Finally, after years and years of stagnation and painfully slow sales, small cars are starting to take a foothold in the United States. Or are they? While conventional wisdom makes us believe that Americans are ready to take the downsizing plunge in the face of – or at least the threat of – high fuel prices and environmental concerns (we're all still watching the Gulf Coast, right?), it seems that reality may once again set us straight.

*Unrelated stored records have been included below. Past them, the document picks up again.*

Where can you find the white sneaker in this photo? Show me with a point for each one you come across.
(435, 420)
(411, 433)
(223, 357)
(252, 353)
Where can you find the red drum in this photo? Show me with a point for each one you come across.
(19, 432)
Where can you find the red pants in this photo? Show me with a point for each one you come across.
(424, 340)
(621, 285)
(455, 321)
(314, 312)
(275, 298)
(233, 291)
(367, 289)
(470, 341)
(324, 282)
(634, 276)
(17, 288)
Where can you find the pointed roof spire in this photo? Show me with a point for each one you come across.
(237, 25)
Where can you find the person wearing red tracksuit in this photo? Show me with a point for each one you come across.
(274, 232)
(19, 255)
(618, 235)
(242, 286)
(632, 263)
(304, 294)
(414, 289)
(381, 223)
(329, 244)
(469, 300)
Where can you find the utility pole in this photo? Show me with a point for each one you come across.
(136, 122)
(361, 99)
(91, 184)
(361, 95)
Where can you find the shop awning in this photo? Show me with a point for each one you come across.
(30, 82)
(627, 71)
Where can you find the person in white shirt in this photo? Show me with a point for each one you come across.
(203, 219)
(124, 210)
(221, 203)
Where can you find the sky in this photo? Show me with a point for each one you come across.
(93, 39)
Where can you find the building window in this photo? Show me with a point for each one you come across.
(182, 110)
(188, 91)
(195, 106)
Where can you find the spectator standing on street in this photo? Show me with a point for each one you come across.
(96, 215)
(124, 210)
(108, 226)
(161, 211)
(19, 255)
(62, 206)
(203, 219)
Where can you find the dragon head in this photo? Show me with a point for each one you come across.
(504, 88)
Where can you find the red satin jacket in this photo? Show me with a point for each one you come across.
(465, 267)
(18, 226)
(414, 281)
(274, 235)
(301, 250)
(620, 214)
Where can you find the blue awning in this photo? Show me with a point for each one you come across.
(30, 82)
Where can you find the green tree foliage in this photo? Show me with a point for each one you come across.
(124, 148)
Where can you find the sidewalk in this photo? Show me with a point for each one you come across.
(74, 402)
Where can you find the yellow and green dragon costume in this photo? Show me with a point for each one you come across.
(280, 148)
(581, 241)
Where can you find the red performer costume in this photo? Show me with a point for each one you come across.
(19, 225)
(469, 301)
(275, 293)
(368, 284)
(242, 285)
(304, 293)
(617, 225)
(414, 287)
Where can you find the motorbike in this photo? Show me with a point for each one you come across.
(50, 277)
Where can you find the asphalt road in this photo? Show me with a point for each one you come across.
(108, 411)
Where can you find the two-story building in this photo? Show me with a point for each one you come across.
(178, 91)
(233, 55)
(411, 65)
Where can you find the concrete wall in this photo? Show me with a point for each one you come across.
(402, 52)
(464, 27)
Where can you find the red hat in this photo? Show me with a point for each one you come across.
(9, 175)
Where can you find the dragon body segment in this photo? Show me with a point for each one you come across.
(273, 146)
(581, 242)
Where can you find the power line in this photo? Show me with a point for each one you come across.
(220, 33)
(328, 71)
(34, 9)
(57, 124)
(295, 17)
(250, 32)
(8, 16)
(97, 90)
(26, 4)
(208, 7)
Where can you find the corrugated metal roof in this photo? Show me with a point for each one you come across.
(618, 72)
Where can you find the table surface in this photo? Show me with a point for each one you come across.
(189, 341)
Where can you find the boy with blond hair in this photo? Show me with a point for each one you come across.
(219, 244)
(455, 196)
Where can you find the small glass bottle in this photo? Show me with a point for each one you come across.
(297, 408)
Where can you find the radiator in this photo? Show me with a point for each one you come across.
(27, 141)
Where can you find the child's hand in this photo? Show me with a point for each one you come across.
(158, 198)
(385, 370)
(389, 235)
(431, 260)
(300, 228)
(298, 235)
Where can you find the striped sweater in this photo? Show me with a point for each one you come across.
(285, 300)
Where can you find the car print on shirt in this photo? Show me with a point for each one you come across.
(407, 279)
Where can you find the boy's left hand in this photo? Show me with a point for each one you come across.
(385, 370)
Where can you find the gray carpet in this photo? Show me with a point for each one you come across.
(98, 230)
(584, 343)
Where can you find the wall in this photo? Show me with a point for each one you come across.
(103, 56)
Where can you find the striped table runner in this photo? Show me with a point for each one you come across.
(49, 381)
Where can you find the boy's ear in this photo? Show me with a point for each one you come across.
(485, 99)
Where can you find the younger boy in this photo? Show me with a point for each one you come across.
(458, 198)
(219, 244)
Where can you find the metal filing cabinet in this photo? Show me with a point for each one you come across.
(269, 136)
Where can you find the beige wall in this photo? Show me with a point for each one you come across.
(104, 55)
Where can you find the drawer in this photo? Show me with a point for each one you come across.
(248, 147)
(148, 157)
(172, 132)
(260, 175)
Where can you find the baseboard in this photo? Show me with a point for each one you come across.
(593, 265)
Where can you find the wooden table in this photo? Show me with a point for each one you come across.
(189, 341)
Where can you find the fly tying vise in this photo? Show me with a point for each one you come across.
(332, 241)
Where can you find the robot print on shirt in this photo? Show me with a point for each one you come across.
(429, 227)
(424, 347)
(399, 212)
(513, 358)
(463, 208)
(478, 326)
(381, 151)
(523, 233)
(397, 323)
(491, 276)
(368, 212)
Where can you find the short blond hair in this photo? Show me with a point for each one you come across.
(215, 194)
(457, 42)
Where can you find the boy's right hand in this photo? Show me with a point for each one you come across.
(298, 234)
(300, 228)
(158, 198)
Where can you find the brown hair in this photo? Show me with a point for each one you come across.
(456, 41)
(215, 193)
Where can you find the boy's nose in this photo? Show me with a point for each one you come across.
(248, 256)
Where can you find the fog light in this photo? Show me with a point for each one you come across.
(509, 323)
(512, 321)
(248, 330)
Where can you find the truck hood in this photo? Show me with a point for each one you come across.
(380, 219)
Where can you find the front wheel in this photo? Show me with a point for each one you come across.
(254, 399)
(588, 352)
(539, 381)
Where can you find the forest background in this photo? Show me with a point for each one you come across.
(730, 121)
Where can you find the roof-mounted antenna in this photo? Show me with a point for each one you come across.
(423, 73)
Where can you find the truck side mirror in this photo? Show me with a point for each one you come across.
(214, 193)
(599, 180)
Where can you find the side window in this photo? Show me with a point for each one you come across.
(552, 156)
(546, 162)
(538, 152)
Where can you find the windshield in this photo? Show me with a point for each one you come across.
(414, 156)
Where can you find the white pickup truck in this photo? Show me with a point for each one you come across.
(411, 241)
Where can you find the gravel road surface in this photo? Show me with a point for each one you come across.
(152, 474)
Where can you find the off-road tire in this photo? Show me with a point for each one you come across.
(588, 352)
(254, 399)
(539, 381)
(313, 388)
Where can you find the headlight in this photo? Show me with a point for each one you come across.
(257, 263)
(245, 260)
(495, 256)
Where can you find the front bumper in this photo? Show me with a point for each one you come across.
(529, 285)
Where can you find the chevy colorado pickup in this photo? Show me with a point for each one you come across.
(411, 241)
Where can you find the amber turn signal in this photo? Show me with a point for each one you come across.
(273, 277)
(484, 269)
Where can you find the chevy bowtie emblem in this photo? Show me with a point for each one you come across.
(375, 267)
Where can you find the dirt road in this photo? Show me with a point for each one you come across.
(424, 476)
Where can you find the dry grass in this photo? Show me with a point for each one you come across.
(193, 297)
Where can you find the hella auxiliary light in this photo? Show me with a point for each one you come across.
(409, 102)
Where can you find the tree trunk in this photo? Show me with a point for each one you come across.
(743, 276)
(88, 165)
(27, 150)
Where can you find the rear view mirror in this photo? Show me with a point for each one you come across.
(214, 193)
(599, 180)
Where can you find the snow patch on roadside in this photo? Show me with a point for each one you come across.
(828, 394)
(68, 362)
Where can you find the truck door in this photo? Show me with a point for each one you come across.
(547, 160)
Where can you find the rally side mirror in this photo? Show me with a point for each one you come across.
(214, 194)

Automotive sales watchdog Autodata has found that the gas-swilling large SUV segment is growing at a faster pace than the America's small car segment. Like statistics? Here we go: With a 19-percent jump over the first six months of 2010, large SUV sales have outpaced small cars (14 percent). Critically, they've also outpaced the overall market (17 percent).
Now, before we get our feathers riled up too much, realize that sales of large SUVs still lag way behind small cars – 974,000 to 121,000 through the first half of the year. Further, large crossovers like the Buick Enclave, Chevrolet Traverse, Ford Flex, GMC Acadia and Lincoln MKT are included in those figures right alongside traditional behemoths like the Chevy Tahoe, Ford Expedition, Infiniti QX56 and Toyota Sequoia.
We also expect that small car sales will continue to climb with new models coming to market, such as the upcoming Ford Fiesta, Mazda2 and Hyundai's Accent and Elantra. That said, there's always going to be a demand for large and powerful SUVs that can haul people and stuff while towing a boat or camper in cool, air-conditioned comfort, and automakers will be only too happy to provide the thick-margined vehicles for their consumption. For better or for worse.